Infrastructure development boom in the run-up to World Expo 2020

Infrastructure development boom in the run-up to World Expo 2020Image Credit: Supplied

Infrastructure development is on top of the Middle East's agenda, and with Dubai hosting World Expo 2020 and Qatar getting ready for the 2022 Fifa World Cup, real estate investment is on the rise post the financial crisis.

In terms of global importance, Fifa World Cup and World Expo rank quite high, which bodes well for the construction industry, which is engaged in building the necessary infrastructure. The events are anticipated to attract substantial real estate investment to the region as investors gain confidence in the region's property market once again.

Developers and investors should be aware of the legal structure and laws applicable to the particular region within which they are operating. The laws of the UAE are based on civil law systems, codified in the UAE Civil Code. Dubai is subject to both federal laws and those specific to the emirate.

Developers and investors should also be aware of land ownership restrictions applicable to the region. Dubai's laws restrict foreign individuals and companies from owning land in certain areas.
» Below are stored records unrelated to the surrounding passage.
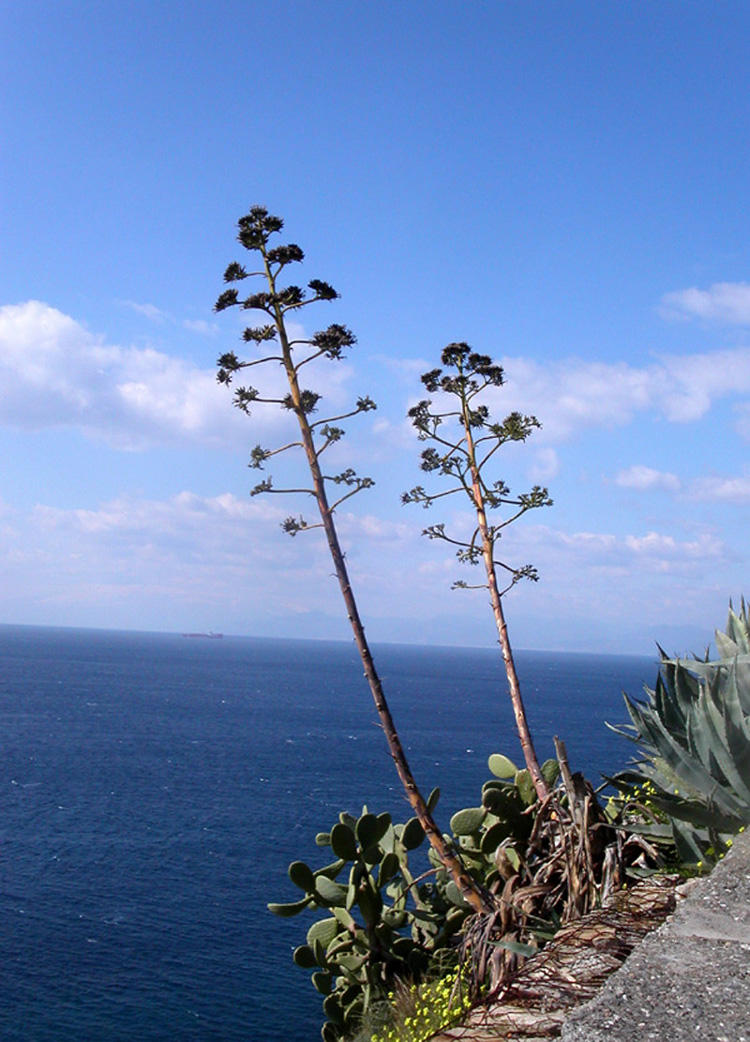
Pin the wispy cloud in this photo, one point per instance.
(730, 490)
(150, 312)
(54, 372)
(574, 395)
(645, 479)
(723, 302)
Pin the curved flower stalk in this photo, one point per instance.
(276, 347)
(465, 441)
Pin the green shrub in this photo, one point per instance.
(693, 732)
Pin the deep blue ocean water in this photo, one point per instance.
(154, 789)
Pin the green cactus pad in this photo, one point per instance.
(550, 771)
(413, 835)
(525, 787)
(368, 830)
(468, 821)
(286, 911)
(501, 767)
(301, 875)
(304, 957)
(343, 842)
(329, 893)
(389, 867)
(324, 931)
(332, 1010)
(323, 982)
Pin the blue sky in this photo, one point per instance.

Those wishing to operate in the region may need to consider their company structure in order to comply with the GCC's ownership requirements and/or explore ownership structures, which comply with foreign ownership restrictions applicable in the region. One method to ensure compliance is by way of a long-term lease or through a mudaraba arrangement, which involves the foreign entity partnering with a local company.

In addition, developers and investors should be aware that foreign nationals can acquire lesser real estate rights in the form of musataha rights, that is, the right to occupy and build on land for periods of up to 50 years, and usufruct rights, which give the right to use and occupy land belonging to another person for a period of up to 99 years.

In order to support the estimated 25 million visitors expected to visit Dubai in 2020 (a figure that is up by 15 million in 2012), Dubai is expected to invest more than $8.1 billion (about Dh29.7 billion) in new infrastructure to host the expo. According to Deutsche Bank, it is estimated that investments as much as $43 billion will be required for infrastructure projects in preparation for the event.

As part of the Expo bid, Dubai focused on its ability to attract visitors due to its strategic location, developed infrastructure and capacity for expansion. According to the bid, two-third of the world's population lives eight hours away by flight from the city, and Emirates Airline has an extensive expansion plan to make the region accessible to the world.

Additionally, the expo site's strategic location in Jebel Ali, between Dubai and Abu Dhabi and adjacent to Dubai World Central and Jebel Ali Port means that Dubai will be well placed to provide ease of access for the millions of international and local visitors who are expected to attend the event.

Infrastructure development projects include airport expansion, the construction of Terminal 3 at Jebel Ali Port and the expansion of Dubai Metro's Red Line from the existing terminus to Dubai World Central, which is close to the proposed expo site. Investment in infrastructure development is essential and is expected to pave the way for development in other areas.

Asset markets in Dubai are recovering rapidly and it is clear that infrastructure projects, which were abandoned or delayed in the wake of the financial crisis, are now resuming with greater foresight and regulation. This, undoubtedly, is promoting market confidence and thereby attracting great amounts of real estate investment in the region.

What does this mean for real estate investors in the region? It is clear that the commitment to infrastructure investment will create immense opportunities for real estate developers and investors in Dubai and the wider region. Bank of America Merrill Lynch has estimated that hosting the Expo 2020 could boost Dubai's GDP by 24.4 per cent to $23 billion from 2015-21 and a Dubai Chamber study indicates that business confidence is at an all-time high as a result of Dubai's successful bid.

It is anticipated that growth will be felt across the region with big opportunities for investors particularly in the tourism, hospitality, transportation, logistics and retail sectors.

Previous trends suggest that opportunities for real estate investors are significant with the boom in infrastructure development in the Middle East. In fact, improvements in Dubai's transport network have had a dramatic effect on pricing, according to Dubai Road and Transport Authority.

For example, properties situated in prime areas in the vicinity of the metro lines and around developed business and marina areas have seen a strong price appreciation. But areas further inland, where infrastructure is less developed, are still offering great value. This is a sure sign that developing infrastructure and improvements to living standards provide lucrative opportunities for real estate investors.

And it's not just Dubai that is benefiting. Vast construction efforts as a result of hosting two of the world's biggest events is predicted to have a domino effect, which will be felt across the GCC, creating opportunities for construction businesses.

In the UAE, the estimated total value of infrastructure projects planned or in progress is $549 billion. Saudi Arabia is planning the expansion of King Abdul Aziz International Airport and the development of a high-speed railway line connecting Mecca and Medina, while Kuwait is developing the Kuwait City Metro, Kuwait International Airport and motorways.